Statistics
The study of the collection, analysis, and interpretation of data
Econometrics
A branch of economics that uses statistics to analyze economic problems
A/B Testing
A way to compare two versions of something to find out which version performs better
Sample
Subset of a larger population
Inferential Statistics
Allow data professionals to make inferences about a dataset based on a sample of the data (i.e., use existing data to predict outcomes, e.g., how the next 99k users will behave based on how the first 1k users behaved.)
A/B testing can predict with 100% certainty, there will also be a ___
confidence interval
Confidence Interval
A range of values that describes the uncertainty surrounding an estimate
Statistical Significance
The claim that the results of a test or experiment are not explainable by chance alone
A/B Testing Steps
-Analyze a small group of users
-Decide on the sample size
-Determine the statistical significance
Descriptive Statistics
Describe or summarize the main features of a dataset
Useful because they let you understand a large amount of data quickly.
Example: You have the heights of 10M people.
If you summarize the data (i.e., find the mean or median height) you have useful knowledge about the data. Better than starting at 10M rows of data.
2 Common Types of Descriptive Statistics
-Visuals likes graphs and tables
-Summary Stats: let you summarize your data using a single number (e.g., mean or average value)
2 Main Types of Summary Stats
1) Measures of Central Tendency: Describe the center of your dataset (e.g., the mean)

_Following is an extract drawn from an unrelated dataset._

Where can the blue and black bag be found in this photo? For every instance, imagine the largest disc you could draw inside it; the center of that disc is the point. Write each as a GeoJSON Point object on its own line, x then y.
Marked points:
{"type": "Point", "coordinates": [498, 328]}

2) Measures of Dispersion: Describe the spread of your dataset or the amount of variation in you data points (e.g., standard deviation: a measure of how dispersed the data is in relation to the mean. )
Statistical Population
Every possible element that you are interested in measuring
A statistical population may refer to people, objects, or events.
For example:
Set of all residents in a country
Set of all planets in our solar system
Set of all the outcomes in a 1k coin flips
So samples could be residents, planets, or coin flip outcomes
Data professionals use samples to __
Make inferences about a population
That is, the use the data they collect from a subset of a population to to draw conclusions about a population as a whole.
Representative Sample
A sample that accurately reflects the population
Parameter
A characteristic of a population
Example: The average height of an entire population of giraffes is a parameter
Statistic
A characteristic of a sample
Example: The average height of a random sample of 100 giraffes is a statistic
Parameter vs Statistic
Parameter: a characteristic of a population
Example: The average height of an entire population of giraffes is a parameter
Statistic: A characteristic of a sample
Example: The average height of a random sample of 100 giraffes is a statistic
Measures of Central Tendency
Mean: the average value
*Outliers can skew the mean (e.g., if you have values like 5, 6, 7, 8 and then an outlier like 100 that can throw the mean off/make it substantially different from the median (in this case 7).
Median: the middle value
Note: if there are an even number of values in your dataset, the median is the avg of the two middle values.
Example: 3, 5, 8, 10, 12, 50. The two middle values: 8 and 10. To get the median, take their avg: 8+10/2=18/2=9. 9 is the median.
Mode: The most frequently occurring value in a dataset.
A dataset could have no mode, one mode, or more than one mode.
Examples:
No mode: 1, 2, 3, 4, 5
One mode: 1, 3, 3, 5, 7
Two modes: 1, 2, 2, 4, 4
*Mode is useful for categorical data, because it shows you which category occurs most frequently
Example: Customers rate service bad, mediocre, good, or great.
bad is the most frequently occurring value or mode, indicating that improvements in service are needed.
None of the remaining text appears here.